= Sergio José Rivero =

Venezuelan General

Sergio José Rivero Marcano (born 8 November 1964) is a Venezuelan general. As of 2017, he was the Commander General of the Venezuelan National Guard. He was formerly a commander of the National Bolivarian Armed Forces of Venezuela.

Nicolás Maduro appointed Rivero Commander of the National Guard on 24 June 2017, and replaced him with Richard Jesús López Vargas less than a year later; Rivero accused the media of portraying protestors like "the good ones". The change in command came after Óscar Alberto Pérez was killed by security forces in El Junquito raid, amid public criticism that Pérez and his supporters were killed after they had surrendered.

==International sanctions==

Rivero has been sanctioned by several countries and is banned from entering neighboring Colombia. The Colombian government maintains a list of people banned from entering Colombia or subject to expulsion; as of January 2019, the list had 200 people with a "close relationship and support for the Nicolás Maduro regime".

In July 2017, the United States sanctioned thirteen senior officials of the Venezuelan government associated with the 2017 Venezuelan Constituent Assembly elections for their role in undermining democracy and human rights, including Rivero.

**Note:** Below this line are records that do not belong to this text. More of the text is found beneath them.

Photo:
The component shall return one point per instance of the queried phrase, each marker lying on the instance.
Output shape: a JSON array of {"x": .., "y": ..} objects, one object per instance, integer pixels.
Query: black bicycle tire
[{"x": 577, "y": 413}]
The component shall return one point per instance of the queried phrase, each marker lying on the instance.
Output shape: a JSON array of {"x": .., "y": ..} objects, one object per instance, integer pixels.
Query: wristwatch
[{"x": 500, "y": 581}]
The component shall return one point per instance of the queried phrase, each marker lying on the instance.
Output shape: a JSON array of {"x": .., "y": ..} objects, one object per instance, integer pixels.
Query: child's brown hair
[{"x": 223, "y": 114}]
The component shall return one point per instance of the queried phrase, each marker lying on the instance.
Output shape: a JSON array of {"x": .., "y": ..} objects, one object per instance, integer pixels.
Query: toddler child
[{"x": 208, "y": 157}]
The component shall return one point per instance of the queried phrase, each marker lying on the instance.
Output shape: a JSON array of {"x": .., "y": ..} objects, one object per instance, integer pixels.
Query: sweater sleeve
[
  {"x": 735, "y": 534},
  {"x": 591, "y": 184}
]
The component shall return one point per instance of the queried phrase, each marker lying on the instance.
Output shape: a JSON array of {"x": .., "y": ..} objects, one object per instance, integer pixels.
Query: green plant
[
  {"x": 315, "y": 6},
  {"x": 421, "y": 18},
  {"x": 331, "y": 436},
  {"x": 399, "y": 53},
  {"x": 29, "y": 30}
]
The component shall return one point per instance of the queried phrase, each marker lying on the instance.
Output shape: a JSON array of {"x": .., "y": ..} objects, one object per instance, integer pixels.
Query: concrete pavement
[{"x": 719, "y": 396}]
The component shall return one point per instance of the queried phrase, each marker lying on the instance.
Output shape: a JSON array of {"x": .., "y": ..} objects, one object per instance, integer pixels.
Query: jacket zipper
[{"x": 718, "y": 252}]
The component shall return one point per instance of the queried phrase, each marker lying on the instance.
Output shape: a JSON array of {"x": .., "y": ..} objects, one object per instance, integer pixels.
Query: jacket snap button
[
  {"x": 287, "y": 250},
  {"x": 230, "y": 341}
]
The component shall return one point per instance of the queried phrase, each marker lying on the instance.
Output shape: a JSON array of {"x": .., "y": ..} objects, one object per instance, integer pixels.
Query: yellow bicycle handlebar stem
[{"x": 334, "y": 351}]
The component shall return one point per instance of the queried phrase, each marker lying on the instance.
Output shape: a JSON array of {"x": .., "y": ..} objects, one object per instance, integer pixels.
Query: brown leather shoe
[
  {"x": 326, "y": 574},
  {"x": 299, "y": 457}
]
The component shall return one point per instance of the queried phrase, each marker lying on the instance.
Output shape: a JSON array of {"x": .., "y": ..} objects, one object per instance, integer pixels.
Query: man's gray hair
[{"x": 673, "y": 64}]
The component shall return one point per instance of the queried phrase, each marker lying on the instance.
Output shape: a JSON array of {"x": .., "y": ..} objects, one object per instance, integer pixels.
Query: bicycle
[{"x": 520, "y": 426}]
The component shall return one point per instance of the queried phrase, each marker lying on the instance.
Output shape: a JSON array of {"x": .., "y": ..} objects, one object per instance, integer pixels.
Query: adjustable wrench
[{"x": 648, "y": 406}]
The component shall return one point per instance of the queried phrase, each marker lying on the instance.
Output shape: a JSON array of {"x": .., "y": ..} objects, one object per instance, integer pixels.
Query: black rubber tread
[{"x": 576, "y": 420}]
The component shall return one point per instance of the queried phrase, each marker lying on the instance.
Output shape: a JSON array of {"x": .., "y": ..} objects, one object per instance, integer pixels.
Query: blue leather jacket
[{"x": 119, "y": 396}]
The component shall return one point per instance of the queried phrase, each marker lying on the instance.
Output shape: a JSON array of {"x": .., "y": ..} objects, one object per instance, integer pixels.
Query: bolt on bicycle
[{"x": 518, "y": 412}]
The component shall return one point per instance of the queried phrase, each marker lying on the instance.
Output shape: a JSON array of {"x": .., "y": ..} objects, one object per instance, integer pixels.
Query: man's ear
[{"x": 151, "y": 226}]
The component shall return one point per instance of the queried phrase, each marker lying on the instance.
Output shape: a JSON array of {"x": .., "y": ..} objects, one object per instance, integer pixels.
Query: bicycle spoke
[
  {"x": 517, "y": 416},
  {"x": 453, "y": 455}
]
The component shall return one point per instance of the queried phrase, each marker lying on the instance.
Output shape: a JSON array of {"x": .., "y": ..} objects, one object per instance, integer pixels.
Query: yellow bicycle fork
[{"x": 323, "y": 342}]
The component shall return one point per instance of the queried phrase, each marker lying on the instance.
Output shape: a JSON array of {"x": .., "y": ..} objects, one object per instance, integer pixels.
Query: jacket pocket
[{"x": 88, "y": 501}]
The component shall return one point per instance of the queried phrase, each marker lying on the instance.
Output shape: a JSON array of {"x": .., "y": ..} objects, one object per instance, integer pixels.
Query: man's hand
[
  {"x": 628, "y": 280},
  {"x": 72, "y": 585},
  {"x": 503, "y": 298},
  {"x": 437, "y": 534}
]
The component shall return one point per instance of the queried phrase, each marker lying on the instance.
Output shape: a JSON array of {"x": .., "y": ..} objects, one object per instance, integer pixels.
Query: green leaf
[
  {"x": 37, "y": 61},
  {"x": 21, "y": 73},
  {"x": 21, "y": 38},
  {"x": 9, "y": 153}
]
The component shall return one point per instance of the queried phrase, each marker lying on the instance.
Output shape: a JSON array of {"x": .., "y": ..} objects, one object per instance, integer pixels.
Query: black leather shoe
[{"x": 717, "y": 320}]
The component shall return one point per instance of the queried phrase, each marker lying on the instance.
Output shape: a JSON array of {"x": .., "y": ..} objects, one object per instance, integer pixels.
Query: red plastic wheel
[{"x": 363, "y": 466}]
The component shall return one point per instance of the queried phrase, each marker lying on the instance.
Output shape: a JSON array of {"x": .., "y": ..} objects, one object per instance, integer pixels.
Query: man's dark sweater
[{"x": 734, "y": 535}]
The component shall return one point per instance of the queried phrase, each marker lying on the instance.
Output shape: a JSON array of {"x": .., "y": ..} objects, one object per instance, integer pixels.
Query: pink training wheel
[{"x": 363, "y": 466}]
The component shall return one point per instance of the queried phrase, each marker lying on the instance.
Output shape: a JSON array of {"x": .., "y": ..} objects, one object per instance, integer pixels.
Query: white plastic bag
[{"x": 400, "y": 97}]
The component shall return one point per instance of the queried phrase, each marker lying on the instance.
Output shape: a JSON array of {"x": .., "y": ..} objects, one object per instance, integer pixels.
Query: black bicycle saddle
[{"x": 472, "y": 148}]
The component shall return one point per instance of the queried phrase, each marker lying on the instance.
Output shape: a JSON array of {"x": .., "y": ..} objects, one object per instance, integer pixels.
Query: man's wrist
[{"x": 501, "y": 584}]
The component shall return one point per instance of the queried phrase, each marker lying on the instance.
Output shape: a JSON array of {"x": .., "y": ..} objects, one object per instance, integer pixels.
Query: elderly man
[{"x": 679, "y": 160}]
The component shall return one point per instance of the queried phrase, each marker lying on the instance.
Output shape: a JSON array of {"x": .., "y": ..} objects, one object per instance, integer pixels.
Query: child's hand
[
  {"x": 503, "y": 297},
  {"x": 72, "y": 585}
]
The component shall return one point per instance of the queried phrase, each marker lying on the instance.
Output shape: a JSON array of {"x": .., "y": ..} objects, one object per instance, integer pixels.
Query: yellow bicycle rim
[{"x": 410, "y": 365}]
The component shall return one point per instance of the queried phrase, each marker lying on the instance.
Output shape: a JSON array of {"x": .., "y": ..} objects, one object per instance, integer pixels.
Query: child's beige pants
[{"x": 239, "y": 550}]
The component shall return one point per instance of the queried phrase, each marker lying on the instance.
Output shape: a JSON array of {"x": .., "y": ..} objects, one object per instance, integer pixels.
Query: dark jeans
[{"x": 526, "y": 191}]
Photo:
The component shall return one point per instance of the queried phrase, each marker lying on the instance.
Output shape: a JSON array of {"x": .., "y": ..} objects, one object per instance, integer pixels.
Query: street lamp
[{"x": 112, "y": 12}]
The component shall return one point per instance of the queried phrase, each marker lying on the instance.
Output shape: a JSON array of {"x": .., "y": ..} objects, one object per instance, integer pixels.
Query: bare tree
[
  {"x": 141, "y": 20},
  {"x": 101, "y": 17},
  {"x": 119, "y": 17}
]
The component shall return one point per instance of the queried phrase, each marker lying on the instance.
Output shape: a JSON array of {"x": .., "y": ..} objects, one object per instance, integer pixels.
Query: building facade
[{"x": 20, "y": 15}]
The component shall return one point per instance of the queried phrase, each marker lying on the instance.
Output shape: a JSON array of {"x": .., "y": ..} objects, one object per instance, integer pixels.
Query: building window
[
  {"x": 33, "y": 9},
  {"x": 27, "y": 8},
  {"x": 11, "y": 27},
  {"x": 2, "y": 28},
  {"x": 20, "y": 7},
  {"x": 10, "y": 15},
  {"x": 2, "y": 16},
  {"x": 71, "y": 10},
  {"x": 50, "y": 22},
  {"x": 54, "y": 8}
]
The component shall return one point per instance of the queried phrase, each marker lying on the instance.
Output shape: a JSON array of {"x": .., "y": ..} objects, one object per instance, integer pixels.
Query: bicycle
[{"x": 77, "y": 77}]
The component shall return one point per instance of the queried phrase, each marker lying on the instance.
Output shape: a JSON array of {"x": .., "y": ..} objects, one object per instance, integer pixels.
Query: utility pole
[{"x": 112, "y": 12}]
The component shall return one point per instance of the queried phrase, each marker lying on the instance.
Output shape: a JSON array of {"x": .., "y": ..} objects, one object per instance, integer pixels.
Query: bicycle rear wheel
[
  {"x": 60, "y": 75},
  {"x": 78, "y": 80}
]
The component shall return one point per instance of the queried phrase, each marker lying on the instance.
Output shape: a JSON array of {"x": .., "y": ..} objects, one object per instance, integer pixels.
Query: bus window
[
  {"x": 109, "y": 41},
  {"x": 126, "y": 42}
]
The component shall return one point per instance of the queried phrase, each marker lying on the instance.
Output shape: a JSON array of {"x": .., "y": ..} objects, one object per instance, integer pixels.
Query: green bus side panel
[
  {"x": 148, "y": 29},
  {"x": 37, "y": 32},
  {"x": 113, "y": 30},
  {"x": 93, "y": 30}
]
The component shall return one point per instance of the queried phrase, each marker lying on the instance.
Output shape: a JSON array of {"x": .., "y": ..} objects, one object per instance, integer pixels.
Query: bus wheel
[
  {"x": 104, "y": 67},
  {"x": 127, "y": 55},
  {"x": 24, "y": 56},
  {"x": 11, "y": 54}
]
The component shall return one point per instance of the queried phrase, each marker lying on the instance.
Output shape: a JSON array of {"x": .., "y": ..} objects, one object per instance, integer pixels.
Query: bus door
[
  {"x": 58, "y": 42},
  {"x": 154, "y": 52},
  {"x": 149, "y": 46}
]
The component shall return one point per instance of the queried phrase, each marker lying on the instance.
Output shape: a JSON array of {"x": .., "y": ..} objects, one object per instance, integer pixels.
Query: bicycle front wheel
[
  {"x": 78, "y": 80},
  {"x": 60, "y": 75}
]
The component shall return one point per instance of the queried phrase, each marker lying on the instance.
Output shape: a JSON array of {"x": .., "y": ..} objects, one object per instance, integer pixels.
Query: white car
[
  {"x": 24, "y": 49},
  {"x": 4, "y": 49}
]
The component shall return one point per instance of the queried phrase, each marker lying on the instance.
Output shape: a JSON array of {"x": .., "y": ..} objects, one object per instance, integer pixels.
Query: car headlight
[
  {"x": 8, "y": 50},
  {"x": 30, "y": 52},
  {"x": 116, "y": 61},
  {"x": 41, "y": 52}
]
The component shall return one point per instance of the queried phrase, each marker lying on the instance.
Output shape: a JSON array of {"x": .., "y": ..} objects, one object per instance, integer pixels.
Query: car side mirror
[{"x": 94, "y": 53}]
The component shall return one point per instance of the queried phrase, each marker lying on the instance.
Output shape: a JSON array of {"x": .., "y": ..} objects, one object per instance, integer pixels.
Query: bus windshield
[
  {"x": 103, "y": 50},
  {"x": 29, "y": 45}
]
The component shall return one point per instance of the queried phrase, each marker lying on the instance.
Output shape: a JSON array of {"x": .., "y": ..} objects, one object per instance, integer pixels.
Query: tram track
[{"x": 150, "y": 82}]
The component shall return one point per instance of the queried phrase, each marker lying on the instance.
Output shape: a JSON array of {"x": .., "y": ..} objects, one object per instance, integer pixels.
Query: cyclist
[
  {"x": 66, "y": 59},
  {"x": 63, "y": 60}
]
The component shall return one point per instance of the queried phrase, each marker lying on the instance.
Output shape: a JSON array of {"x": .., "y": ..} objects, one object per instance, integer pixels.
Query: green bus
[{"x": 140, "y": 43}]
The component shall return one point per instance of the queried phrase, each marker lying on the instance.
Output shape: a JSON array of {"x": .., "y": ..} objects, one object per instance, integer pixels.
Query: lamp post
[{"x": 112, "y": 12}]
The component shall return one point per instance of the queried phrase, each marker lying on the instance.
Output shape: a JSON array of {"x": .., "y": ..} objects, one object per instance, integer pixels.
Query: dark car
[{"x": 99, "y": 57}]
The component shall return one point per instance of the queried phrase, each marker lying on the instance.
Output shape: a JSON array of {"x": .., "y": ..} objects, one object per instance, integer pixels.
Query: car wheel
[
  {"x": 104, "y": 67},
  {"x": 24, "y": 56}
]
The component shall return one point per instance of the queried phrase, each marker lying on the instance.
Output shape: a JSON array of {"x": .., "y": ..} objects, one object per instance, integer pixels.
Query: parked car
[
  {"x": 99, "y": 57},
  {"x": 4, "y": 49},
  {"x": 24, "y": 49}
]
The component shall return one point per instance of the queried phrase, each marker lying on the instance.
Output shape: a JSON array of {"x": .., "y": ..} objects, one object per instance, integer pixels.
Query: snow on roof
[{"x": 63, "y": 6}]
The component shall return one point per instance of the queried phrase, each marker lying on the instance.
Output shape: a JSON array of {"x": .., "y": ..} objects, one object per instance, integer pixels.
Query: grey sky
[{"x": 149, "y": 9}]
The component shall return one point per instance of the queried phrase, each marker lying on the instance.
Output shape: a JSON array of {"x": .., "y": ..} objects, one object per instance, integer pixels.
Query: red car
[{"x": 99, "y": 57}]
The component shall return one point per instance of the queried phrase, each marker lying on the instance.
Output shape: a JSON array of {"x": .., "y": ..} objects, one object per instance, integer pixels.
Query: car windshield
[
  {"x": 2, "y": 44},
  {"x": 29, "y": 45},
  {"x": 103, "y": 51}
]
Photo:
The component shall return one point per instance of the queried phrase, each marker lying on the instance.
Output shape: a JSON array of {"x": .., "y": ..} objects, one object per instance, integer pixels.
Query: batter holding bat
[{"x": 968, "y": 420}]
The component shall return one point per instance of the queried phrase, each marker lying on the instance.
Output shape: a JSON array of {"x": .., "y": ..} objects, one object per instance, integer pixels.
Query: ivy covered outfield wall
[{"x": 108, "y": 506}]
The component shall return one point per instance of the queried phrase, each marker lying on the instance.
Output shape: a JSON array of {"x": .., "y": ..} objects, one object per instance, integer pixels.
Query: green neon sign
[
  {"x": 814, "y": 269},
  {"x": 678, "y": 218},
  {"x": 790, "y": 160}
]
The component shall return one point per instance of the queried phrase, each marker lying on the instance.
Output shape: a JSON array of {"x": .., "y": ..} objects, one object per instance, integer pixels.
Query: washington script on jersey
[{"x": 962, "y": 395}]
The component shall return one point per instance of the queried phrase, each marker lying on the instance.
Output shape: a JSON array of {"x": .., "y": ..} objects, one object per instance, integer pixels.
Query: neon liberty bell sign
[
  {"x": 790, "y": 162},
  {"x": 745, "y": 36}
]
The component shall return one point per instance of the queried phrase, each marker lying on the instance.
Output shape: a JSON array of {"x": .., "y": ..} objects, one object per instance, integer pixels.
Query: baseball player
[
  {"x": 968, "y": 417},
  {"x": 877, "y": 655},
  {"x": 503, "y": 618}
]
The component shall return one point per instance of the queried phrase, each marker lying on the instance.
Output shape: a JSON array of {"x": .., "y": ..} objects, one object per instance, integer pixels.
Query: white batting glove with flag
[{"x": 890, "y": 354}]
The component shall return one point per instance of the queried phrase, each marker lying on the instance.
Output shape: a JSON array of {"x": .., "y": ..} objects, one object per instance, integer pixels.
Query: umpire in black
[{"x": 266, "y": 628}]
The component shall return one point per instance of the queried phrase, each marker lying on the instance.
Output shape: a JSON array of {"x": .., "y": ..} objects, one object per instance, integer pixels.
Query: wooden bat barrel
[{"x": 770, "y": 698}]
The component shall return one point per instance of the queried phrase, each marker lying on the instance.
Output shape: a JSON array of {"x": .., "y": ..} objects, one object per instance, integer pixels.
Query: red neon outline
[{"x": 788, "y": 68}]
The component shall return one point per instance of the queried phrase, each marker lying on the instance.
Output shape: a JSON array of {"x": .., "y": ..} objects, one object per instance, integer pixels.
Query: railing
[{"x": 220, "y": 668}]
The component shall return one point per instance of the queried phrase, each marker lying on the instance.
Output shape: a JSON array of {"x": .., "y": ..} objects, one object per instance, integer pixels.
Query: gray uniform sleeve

Canada sanctioned 40 Venezuelan officials, including Rivero, in September 2017. The sanctions were for behaviors that undermined democracy after at least 125 people will killed in the 2017 Venezuelan protests and "in response to the government of Venezuela's deepening descent into dictatorship". Canadians were banned from transactions with the 40 individuals, whose Canadian assets were frozen.

In March 2018, Panama sanctioned 55 public officials, including Rivero.

In June 2018, the European Union sanctioned eleven officials, including Rivero, in response to the May 2018 Venezuelan presidential election, which the E.U. described as "neither free nor fair", stating that "their outcome lacked any credibility as the electoral process did not ensure the necessary guarantees for them to be inclusive and democratic".

On 10 July 2018, Sergio José Rivero, among eleven Venezuelans previously sanctioned by the European Union in June 2018, was added to the sanctions list of Switzerland.